Chris O'Brien has written a thought-provoking piece for Venture Beat about the Microsoft acquisition of LinkedIn. O'Brien has a bearish outlook on the deal. In his article, he cites many reasons why the deal may not work out, including the fact that Microsoft has had a less-than-stellar record of making major deals (Skype, Nokia, Yammer). I don't know if I'm quite as bearish as O'Brien on the deal, but I certainly have some doubts. What I found most interesting, though, was O'Brien's take on the issue of how Microsoft will manage LinkedIn going forward. Here's an excerpt, in which O'Brien describes the "acquisition double-talk" taking place at Microsoft:
Acquisition double-talk, part 1: On the one hand, this deal is all about the oft-vaunted idea of “synergy” (even if that word is not used). The idea is presumably to build LinkedIn into all sorts of Microsoft products. Great! But, does this mean I’m going to get all sorts of messages suddenly asking if I want to share my Word doc through LinkedIn or have some LinkedIn integration with an Excel spreadsheet…or…what? There’s a lot of talk today about how this is going to broaden Microsoft’s reach into all sorts of new channels for selling stuff like cloud services. But does one of the largest tech companies in the world really need to spend $26 billion to reach new customers?
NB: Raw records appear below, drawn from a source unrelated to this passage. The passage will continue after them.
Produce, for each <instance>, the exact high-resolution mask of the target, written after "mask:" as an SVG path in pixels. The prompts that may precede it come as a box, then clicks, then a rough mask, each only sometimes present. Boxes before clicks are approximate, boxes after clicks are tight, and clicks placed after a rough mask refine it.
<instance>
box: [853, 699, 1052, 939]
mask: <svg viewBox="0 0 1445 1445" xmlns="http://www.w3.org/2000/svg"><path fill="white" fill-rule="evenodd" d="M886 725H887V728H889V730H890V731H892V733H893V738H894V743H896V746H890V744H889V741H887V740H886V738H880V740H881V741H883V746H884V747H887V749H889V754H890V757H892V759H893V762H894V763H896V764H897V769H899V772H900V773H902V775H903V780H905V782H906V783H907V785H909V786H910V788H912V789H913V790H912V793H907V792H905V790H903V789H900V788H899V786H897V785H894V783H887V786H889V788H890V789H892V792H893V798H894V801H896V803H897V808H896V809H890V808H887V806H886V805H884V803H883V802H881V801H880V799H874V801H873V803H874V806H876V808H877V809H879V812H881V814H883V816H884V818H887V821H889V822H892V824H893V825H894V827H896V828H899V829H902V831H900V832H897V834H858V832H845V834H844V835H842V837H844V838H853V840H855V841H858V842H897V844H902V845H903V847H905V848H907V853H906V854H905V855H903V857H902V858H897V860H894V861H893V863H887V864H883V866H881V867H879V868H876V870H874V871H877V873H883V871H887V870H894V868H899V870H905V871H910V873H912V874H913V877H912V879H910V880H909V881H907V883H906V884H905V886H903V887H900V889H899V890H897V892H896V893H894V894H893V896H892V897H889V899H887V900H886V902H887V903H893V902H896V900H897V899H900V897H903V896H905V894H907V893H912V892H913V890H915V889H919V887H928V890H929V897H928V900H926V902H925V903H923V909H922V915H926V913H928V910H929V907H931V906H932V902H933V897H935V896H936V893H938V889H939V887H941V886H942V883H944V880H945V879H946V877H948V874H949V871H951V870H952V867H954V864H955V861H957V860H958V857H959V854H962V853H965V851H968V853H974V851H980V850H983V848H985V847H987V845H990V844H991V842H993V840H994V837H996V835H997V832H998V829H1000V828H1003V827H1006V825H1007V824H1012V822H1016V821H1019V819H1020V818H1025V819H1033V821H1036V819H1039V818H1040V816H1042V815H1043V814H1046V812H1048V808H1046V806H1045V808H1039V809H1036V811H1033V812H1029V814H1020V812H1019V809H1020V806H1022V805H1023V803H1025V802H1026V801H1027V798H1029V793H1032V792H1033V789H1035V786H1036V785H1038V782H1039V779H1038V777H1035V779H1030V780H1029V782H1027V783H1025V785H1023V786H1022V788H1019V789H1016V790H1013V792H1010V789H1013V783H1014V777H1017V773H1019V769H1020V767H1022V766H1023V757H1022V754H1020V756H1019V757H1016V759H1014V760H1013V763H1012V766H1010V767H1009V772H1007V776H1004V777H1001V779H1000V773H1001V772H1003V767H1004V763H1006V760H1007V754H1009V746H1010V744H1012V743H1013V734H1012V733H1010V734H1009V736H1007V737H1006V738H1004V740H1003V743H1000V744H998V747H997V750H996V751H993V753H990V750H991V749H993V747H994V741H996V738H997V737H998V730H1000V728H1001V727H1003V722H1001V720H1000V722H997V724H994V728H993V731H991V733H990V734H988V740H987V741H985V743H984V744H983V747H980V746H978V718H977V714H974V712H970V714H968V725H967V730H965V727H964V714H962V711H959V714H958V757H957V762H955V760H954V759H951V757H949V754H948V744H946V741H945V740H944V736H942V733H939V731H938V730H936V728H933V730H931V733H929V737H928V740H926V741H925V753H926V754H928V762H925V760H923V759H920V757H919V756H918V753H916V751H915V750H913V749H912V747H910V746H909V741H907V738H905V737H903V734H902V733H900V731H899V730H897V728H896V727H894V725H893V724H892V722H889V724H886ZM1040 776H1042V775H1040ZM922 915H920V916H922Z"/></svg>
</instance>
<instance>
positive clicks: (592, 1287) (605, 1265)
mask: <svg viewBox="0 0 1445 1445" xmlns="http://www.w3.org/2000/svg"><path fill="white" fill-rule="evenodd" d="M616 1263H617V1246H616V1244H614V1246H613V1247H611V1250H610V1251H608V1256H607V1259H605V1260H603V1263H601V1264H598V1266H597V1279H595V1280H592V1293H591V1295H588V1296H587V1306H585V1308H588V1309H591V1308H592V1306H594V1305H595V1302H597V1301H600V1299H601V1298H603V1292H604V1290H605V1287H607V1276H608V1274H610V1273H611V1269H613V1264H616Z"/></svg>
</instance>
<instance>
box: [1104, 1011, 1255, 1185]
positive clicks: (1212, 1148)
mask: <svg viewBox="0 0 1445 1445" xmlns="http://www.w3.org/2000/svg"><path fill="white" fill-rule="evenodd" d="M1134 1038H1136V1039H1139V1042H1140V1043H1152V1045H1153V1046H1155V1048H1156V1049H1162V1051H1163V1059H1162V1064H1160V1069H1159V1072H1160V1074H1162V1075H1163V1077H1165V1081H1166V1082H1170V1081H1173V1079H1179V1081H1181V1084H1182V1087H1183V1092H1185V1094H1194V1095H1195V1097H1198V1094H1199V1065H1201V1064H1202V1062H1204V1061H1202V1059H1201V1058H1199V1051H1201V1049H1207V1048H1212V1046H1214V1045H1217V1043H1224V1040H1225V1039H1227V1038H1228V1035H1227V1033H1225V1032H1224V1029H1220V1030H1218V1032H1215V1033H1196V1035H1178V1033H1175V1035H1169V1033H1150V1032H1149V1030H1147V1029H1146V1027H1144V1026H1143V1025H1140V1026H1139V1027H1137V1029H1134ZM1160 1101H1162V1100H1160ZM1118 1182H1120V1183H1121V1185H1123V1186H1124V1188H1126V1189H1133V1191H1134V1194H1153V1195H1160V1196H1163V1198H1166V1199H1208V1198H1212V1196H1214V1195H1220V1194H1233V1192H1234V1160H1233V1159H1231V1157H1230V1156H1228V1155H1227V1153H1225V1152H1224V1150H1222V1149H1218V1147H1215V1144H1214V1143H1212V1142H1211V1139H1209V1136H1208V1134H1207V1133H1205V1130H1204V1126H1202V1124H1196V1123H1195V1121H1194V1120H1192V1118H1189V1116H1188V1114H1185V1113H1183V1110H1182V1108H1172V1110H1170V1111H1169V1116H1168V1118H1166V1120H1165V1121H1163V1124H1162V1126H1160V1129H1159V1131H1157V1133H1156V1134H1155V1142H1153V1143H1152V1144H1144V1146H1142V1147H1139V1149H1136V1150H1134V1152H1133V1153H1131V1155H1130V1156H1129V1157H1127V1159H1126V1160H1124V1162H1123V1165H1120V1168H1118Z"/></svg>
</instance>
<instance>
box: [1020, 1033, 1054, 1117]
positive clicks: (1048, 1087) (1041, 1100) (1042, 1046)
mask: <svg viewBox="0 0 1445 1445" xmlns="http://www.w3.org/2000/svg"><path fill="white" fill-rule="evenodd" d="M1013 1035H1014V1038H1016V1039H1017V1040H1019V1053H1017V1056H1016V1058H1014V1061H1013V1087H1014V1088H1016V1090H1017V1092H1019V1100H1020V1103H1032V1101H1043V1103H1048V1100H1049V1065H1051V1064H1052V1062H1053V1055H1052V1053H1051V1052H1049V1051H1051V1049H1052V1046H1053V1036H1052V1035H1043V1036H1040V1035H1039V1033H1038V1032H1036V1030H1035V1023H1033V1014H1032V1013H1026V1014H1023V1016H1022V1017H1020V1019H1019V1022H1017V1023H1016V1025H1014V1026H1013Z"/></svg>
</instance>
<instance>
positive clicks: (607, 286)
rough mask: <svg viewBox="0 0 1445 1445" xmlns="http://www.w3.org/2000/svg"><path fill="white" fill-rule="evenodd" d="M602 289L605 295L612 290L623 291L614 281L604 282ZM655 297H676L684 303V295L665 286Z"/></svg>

Acquisition double talk, part 2: Structurally, LinkedIn is going to remain independent. Per the Nadella memo:
“LinkedIn will retain its distinct brand and independence, as well as their culture which is very much aligned with ours. Jeff (Weiner) will continue to be CEO of LinkedIn, he’ll report to me and join our senior leadership team. In essence, what I’ve asked Jeff to do is manage LinkedIn with key performance metrics that accrue to our overall success. He’ll decide from there what makes sense to integrate and what does not.”
So, we will all work together. But we will work together while remaining separate. We call it: Separate Togetherness. (I’m going to copyright that and write a book on it one day.)
O'Brien raises an interesting issue that arises in many acquisitions. On the one hand, the acquirer wishes to realize substantial synergies. After all, those synergies are the very reason why the acquirer pays a large premium to purchase the target firm. On the other hand, the acquirer does not want to spoil all that is good about the target firm. Thus, they promise to provide the target firm a great deal of autonomy moving forward. They promise to keep it separate. You can see the conundrum here. Keeping it separate means probably forgoing key synergy opportunities. Pressing for too many synergies too quickly might alienate employees at the target firm, infringe on the innovative culture of the target, etc. One also has to raise a broader question though: If you are going to manage the target separately, then could you have achieved many of the collaborative benefits without actually acquiring the firm. Could you have pursued some other organizational arrangement, such as a strategic alliance? Could you collaborate, but without the risks and costs associated with a merger?